Вернувшись на Филипповскую заимку, Сысой с Василием зажили семьями почти как прежде. Ульяна терпеливо сносила присутствие Агапы, только бросала на нее насмешливые взгляды и напоминала, где та в очередной раз оставила чембары, когда Филька вместо матери льнул к ней, и оказывала младшему сыну Сысоя особое внимание. Все работали как в былые времена, и присланных помощников из креолов, и каюров на заимке хватало, но прежнего порядка уже не было. Земля не любит временщиков. Закапало с крыши при дождях, а перекрывать её было некогда, да и ни к чему: все понимали, что жить им здесь недолго. Агапа от однообразной крестьянской жизни приуныла, стала по утрам бегать к морю, сидела на камнях и глядела вдаль, пока не вынуждали чем-нибудь заняться.
Наконец случилось то, чего все ждали. В конце сентября Баранов прислал посыльных, сказать, чтобы десяток лучших коров и быка креолы пригнали в крепость, а промышленные, оставив на них хозяйство, явились бы с семьями и пожитками. Всем им, с коровами и быком, предписывалось перебираться на Ситху.
Ульяна и Василий с Сысоем стали собирать нажитое добро, а его скопилось неожиданно много. Мужчины, чертыхаясь, приготовили две больших байдары, чтобы с нажитым плыть в Павловскую крепость, со слезами простились с могилами, с домом, в котором прожили много лет, и при хорошей погоде две груженые байдары пошли возле берега в Павловскую бухту. На причале их встретил Прохор. Щеки его были по-мещански выбриты, волосы до плеч стянуты по лбу узким ремешком. Сунув выколоченную трубку за голяшку сапога, он помог вытянуть байдары на берег и обнял прослезившуюся Ульяну.
– Ну, здравствуй сестричка! Отчего-то за Васькой стала уже и не рыжая, не конопатая, поди, муж каждый день заставляет париться в бане?! – попытался шутить, вглядываясь в лицо Ульяны. – Это сколько же лет мы с тобой не виделись?
Служба на Ситхе и тамошняя острожная жизнь ничуть не привлекали задружную семью, но Баранов обещал взять их в Новый Альбион, как он называл земли северней залива Сан-Франциско. Правитель еще в прошлом году отправлял прошение графу Румянцеву, защитнику интересов Российско-американской компании перед государем, на разрешение правительства устроить постоянные поселения в Америке.

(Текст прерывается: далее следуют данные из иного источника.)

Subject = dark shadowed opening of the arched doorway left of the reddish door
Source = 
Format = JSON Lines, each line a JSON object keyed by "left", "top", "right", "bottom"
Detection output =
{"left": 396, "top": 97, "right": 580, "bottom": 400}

От него Сысой с Василием знали, что Главное правление в очередной раз обратилось к правительству с просьбой разрешить промышленным людям и креолам селиться в колониях с наделом земли и правом передачи ее по наследству. Без этого наладить снабжение колоний местными продуктами не было возможности.
– Таких людей, как покойный Филипп мало, – Баранов с печалью перекрестился, вспоминая шелиховского боцмана. – Может быть, уже и нет вовсе. Разве тишайший Герман на Еловом острове, – опять перекрестился. – У него все родится и растет. Посмотрите на колошей: и картофель у них, и зелень на огородах, нам продают втридорога, при этом отчаянно торгуются. А наши огородишки что? Кому надо годами возиться со здешней бедной, каменистой землей, если она чужая?!
– Да уж..., – почесал бороду Василий – в глазах крестьянского сына затлела давняя, изболевшаяся тоска. – Тобольским и илимским пашням до калифорнийской землицы ох как далеко. Вот уж земля так земля и погода там… Ни жары, ни холода, воткни ружейный ствол – вырастет дерево.
– А меня каторгой пугает! – пожаловался Прохор, кивая на Баранова. – Будто я тех островных индейцев перебил. Меня-то возьмешь в Калифорнию? – спросил обиженным голосом.
Баранов смущенно потупился, пожал плечами, поелозил париком по макушке:
– Не я тебе судья, Прошенька! Написал в Охотск, иначе никак нельзя. Много ваших грехов покрывал, но на этот раз не могу: дело может обернуться большим международным скандалом, тот остров на широте гишпанских владений.